Foundations of WPF An Introduction to Windows Presentation Foundation |
| Author
|
Laurence Moroney |
| Publisher |
Apress
[http://www.apress.com] |
| ISBN |
1590597605 |
| Published |
2006-11 |
| Price |
$39.99 USD |
| Features |
[340 pages]
[Site: http://books.internet.com/books/1590597605]
|
| Abstract |
Betas changed. The book did not keep up.
|
| Rating |
2
|
| Reviewer |
Bradley L. Jones |
| Categories | .NET, graphics, xml |
|
I consider myself pretty good at following directions. This book, Foundations in WPF, however, has beaten me. After three chapters I had to set it aside as being not for me. I'd like to give the author credit and say it is a brave person that writes on a beta product. An even braver one to publish a book while a product is still in beta. I just finished a Vista book where I had to chase changes in the product up until the final released product happened. (Shameless plug - Look for a Vista Bible Desktop Reference).
Unfortunately, the beta process did no favors for this book and results in my horrible rating of a 2. This is a result of comments like, "A great example of XAML applications is Microsoft Codenamed Max, which is available at http;//www.Microsoft.com/max." Unfortunately, this was a beta site for the Max service and the site currently thanks those that participates and indicates that it is no longer available. This makes it a lousy example to reference in the a book.
Moving on, you hit the next hurdle. Microsoft has new design tools called Expression. These are Expression Web that is now shipping, Expression Blend that is in a beta format at this time, and Expression Design that is in a community technology preview. There is also Expression Media coming. This is as the information is today.
Unfortunately, the book mentions Expression Graphic Designer, Expression Web Designer, and Expression Interactive Designer. It is Interactive Designer that you are to use in the initial chapters. Note that Interactive Designer is not the name of one of the products currently available on the Microsoft site. Oops. This is actually now the Blend product. This subtle change in name is indicative of some of the additional changes in the product. These changes are different enough to make it relatively hard to follow the author's directions.
While the change in the product make it a somewhat more difficult task of guessing the next step, it gets a bit harder due to the way the information is presented on building a sample application. Rather than clear steps that show what you should do, the author presents the information in a more long-winded paragraph form. While this is still relatively easy to follow, if you are not already familiar with the Blend tool, then figuring out where things don't match gets very difficult. If you find you missed a step and need to go back, then you have to really hunt to find where you missed.

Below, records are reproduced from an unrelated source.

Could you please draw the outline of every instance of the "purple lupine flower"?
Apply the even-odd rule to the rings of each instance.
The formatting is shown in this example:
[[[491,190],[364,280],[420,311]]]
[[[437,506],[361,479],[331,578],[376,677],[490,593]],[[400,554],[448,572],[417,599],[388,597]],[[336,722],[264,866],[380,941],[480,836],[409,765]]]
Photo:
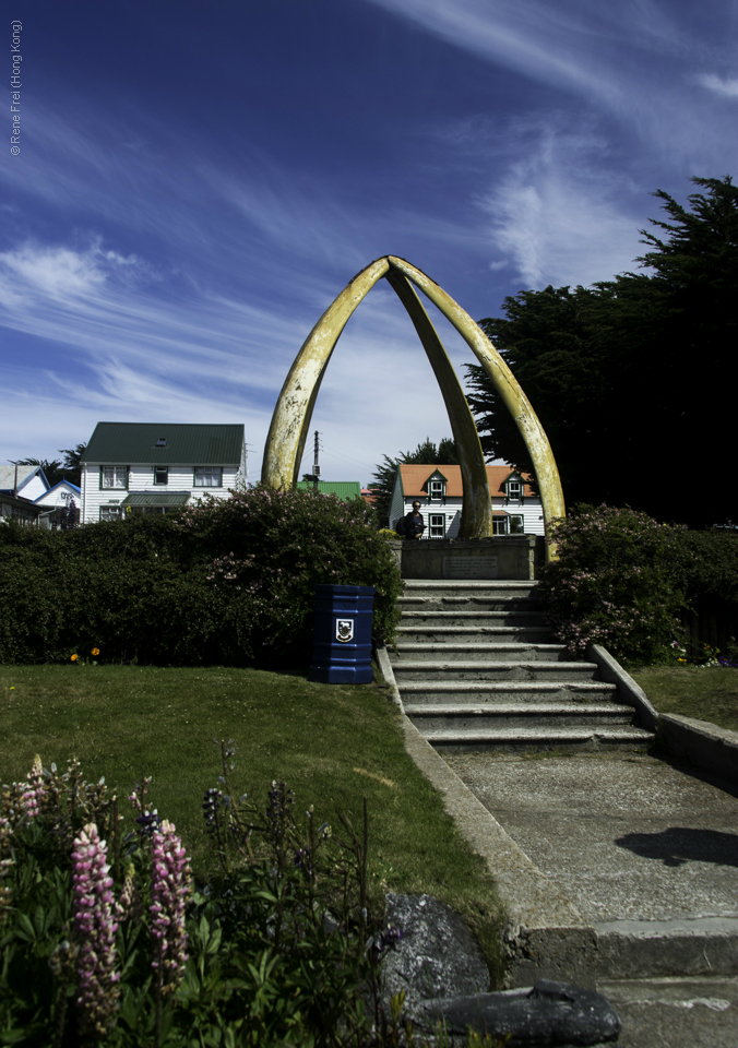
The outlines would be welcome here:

Again, most of these issues are a result of a changing beta product and thus they make an outdated book (even though it published about a month ago). One very positive note is that the example used early in the book is relative to what you would actually consider doing rather than just a "textbook" example. Kudos to the author on this. Unfortunately, the best examples and topic coverage can't salvage a book that is on a product that has changed.
The chapters in the middle focus on XAML and can be done via Visual Studio. This information is actually not bad, although not very complex. The organization of the presentation also leaves a bit to be desired. Rather than seeming like a cohesive presentation for teaching the foundations of using WPF and the controls, it seems more like a lot of writings on different things the author picked and chose as important. That isn't to say it is bad, just that you get pulled through the information in the way the author thought about it. A bit of development work from the publisher could really help resolve this.
When this book is updated, it might get four stars (it is still hard to follow examples that are spread over several pages of text without the specific steps called out). As it stands, the book requires the reader to do too much work figuring how a few things work to warrant more than two stars.